Steen and his colleague Alex Kentsis wondered if there might be a protein that the body produces only when the appendix is inflamed. They collected urine from dozens of children with abdominal pain - some of the children ended up having appendicitis, some did not. Steen and Kentsis used sophisticated molecular screening techniques to see if there were any proteins present only in the urine from children with appendicitis. And they found one.
"If one has the biomarker in urine, then you can envision some dipstick test where either you pee in a cup and you hold this dipstick in there and then you see color change," Steen says.
"Or you have a little stick like the test like the pregnancy test, where you pee directly on a stick and then you see a color change. You see a plus or minus popping up and then based on that you can already say with good probability whether this patient has appendicitis or not."
Steen says the advantages to such a test would be enormous… first of all, it would save time. That means many people who do have infected appendices would be at less risk of delayed surgical care.

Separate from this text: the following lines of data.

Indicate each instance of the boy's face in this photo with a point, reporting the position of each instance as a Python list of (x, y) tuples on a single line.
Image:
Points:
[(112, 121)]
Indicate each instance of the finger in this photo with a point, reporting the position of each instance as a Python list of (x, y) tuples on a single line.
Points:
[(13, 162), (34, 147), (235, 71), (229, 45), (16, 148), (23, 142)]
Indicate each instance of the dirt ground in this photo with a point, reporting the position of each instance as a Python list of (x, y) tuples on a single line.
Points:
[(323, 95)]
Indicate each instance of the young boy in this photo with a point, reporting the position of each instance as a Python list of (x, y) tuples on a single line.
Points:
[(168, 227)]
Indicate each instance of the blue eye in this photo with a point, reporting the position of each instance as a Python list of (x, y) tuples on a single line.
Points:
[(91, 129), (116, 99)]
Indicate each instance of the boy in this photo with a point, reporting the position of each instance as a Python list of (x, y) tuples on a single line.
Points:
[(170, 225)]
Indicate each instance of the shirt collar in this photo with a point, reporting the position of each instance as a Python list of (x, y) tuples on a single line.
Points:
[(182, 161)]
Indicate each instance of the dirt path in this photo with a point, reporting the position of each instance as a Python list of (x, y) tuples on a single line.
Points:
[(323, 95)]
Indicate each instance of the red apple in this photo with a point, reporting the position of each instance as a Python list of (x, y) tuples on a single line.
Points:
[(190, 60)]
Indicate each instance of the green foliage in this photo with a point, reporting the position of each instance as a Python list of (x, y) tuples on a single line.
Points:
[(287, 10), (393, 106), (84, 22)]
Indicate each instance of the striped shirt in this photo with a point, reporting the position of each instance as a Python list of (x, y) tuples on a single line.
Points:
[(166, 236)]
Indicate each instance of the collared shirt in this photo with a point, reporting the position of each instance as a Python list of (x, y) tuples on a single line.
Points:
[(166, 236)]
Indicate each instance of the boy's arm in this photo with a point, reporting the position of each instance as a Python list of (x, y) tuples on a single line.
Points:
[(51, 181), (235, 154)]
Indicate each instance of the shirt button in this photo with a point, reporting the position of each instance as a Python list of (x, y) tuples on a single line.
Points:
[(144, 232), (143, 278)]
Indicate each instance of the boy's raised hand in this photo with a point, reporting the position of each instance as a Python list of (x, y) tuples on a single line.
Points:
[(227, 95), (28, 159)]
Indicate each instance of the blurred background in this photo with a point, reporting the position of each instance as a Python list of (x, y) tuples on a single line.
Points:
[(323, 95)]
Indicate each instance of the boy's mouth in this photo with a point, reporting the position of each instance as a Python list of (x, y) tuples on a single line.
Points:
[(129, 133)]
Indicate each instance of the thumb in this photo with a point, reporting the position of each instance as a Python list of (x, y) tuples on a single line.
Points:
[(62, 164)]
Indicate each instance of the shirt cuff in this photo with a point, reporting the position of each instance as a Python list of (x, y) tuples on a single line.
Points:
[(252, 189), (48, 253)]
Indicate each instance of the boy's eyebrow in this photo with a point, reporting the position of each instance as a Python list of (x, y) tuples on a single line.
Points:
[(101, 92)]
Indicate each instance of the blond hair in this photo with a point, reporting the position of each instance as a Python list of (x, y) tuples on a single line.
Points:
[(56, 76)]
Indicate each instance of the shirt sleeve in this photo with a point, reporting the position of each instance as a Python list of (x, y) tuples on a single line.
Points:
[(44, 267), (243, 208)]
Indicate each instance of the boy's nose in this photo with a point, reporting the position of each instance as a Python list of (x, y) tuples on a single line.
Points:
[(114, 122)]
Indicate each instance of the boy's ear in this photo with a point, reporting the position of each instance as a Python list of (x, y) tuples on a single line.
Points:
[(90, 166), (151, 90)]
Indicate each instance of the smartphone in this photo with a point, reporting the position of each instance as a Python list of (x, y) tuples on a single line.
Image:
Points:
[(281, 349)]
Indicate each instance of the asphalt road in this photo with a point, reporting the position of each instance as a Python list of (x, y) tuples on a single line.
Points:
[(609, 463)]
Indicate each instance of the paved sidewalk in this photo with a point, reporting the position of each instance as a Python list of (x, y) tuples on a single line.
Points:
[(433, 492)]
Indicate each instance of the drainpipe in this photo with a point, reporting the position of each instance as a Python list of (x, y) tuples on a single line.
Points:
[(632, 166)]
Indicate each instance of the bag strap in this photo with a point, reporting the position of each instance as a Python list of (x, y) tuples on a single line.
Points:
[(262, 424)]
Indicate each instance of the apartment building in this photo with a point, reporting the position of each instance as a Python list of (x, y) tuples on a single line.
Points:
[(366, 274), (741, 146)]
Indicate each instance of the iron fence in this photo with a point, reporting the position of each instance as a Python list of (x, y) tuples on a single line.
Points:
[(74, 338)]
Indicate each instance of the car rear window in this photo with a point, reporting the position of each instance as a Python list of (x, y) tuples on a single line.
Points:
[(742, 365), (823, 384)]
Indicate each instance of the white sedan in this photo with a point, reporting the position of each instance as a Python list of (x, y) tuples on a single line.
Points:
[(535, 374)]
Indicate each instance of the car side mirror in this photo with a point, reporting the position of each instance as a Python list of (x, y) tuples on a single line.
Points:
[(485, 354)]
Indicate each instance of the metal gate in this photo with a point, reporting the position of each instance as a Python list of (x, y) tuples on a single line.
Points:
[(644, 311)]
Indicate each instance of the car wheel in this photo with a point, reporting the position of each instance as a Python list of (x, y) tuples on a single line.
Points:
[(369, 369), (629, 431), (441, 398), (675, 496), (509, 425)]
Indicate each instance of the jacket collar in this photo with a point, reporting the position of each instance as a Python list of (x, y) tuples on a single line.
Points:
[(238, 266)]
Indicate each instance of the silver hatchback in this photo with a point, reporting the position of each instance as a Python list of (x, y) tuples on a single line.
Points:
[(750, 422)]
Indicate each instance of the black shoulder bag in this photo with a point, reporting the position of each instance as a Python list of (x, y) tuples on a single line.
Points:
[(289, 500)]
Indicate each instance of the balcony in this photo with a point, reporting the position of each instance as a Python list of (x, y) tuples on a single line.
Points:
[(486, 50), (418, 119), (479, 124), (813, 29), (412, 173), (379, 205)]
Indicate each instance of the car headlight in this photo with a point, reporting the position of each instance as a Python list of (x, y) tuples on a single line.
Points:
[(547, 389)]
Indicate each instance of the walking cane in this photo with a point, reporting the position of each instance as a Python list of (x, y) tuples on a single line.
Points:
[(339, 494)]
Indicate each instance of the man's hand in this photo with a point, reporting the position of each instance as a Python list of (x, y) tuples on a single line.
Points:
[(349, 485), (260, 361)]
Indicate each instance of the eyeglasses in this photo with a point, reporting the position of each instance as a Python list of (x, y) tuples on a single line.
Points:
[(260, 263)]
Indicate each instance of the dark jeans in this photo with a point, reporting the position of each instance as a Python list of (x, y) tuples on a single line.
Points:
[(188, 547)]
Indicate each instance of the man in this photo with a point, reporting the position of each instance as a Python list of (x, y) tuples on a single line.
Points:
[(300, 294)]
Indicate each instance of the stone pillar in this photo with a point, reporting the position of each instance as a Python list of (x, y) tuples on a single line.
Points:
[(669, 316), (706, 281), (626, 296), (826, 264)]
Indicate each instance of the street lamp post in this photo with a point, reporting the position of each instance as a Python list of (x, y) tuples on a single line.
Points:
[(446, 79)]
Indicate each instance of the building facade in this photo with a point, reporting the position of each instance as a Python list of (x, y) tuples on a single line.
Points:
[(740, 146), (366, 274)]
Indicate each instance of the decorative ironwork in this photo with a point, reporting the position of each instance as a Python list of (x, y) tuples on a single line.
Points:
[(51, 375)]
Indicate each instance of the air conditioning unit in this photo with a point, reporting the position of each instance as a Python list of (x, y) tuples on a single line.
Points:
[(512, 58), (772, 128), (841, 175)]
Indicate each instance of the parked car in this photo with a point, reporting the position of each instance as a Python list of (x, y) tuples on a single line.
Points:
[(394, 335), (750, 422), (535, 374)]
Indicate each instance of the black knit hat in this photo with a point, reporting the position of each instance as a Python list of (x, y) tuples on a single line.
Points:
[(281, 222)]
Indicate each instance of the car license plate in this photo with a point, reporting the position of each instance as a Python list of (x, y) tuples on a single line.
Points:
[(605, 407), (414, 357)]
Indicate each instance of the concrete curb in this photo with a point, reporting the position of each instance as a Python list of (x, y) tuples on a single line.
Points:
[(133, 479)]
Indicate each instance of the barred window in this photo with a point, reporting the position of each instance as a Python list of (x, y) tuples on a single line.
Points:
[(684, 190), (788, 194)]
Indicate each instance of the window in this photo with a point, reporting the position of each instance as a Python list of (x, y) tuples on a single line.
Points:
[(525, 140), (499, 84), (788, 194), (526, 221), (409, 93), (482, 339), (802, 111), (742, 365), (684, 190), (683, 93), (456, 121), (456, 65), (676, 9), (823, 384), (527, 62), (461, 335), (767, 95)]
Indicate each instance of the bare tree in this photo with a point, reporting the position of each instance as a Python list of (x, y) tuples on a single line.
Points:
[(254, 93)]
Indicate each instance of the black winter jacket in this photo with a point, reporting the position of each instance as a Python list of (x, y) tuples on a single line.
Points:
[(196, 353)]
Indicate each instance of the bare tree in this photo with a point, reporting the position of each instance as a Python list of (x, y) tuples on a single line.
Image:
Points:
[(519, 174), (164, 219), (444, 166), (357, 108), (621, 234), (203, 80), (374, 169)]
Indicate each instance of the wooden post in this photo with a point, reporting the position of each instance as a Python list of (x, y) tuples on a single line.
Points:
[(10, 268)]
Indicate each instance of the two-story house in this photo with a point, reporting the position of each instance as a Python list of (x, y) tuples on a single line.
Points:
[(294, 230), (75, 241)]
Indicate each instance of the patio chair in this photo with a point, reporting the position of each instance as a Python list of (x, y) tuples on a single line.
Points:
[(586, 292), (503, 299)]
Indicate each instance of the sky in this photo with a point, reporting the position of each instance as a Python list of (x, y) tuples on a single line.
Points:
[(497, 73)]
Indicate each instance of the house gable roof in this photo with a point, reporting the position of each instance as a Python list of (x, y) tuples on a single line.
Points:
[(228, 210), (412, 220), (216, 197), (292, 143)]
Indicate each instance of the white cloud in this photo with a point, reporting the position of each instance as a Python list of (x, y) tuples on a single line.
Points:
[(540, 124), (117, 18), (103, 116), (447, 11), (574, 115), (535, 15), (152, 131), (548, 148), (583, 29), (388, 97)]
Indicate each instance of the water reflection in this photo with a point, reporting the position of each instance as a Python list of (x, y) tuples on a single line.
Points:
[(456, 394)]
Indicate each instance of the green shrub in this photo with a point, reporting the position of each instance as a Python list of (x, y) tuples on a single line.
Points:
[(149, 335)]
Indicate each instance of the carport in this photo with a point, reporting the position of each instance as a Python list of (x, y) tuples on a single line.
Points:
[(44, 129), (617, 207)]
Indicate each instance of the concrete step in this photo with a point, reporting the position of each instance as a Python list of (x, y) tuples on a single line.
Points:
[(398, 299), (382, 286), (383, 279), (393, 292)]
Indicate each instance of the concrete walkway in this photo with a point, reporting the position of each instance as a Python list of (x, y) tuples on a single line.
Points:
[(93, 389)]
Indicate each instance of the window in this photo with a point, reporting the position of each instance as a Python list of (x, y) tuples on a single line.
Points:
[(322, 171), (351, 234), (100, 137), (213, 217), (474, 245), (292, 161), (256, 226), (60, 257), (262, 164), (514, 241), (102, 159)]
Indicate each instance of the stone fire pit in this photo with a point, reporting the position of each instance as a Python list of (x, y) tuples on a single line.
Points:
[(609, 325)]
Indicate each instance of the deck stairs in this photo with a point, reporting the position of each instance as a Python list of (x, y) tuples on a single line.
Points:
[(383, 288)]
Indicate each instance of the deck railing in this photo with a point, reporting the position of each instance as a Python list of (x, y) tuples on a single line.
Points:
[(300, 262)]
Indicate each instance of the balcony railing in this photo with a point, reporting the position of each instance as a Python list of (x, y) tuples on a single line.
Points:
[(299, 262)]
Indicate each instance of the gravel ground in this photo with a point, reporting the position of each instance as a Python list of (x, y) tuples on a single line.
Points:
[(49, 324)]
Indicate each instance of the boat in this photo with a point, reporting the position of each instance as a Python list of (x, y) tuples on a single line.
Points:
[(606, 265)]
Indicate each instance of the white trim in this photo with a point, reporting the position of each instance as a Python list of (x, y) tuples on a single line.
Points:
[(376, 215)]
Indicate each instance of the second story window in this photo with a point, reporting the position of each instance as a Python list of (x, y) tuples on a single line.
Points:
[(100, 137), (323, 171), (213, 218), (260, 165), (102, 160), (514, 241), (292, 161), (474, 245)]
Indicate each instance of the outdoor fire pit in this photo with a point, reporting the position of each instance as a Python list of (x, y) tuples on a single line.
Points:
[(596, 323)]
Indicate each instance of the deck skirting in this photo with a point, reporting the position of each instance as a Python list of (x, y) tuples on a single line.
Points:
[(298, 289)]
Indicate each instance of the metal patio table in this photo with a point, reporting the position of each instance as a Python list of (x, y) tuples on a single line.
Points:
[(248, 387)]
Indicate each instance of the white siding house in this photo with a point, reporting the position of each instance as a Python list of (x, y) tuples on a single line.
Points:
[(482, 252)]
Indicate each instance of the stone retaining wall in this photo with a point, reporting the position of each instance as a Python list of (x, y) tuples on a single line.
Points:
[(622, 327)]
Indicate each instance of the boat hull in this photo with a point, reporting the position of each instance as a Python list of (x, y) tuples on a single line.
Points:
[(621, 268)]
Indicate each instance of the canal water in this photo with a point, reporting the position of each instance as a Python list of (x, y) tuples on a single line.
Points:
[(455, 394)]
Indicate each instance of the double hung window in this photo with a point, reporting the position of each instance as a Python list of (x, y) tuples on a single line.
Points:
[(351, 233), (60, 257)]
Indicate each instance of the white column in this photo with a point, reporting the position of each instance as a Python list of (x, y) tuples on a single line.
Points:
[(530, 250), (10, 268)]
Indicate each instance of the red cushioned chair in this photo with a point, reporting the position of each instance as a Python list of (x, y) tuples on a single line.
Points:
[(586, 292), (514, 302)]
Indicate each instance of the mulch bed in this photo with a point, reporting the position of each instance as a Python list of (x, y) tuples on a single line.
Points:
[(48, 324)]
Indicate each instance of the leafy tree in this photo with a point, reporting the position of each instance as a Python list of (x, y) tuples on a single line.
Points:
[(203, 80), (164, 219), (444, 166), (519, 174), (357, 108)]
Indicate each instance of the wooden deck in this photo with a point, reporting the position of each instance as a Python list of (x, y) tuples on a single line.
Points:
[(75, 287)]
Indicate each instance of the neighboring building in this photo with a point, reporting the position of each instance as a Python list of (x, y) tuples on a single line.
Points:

What Steen really likes is that this method would be far cheaper and more accessible than the X-rays and other tests used in Western countries to confirm a diagnosis of appendicitis.
"We also have to think about what happens in other regions of this country or in other regions of the world, where they don't have imaging technology like CT and ultrasound at hand," he says.
Steen says his next step is to repeat the trial to ensure that, indeed, this biomarker does indicate appendicitis. But he and Kentsis are confident it does, and they think it should take only a few years before this technology is confirmed and is in the hands of doctors worldwide.
Steen and Kentsis' research is published in the Annals of Emergency Medicine.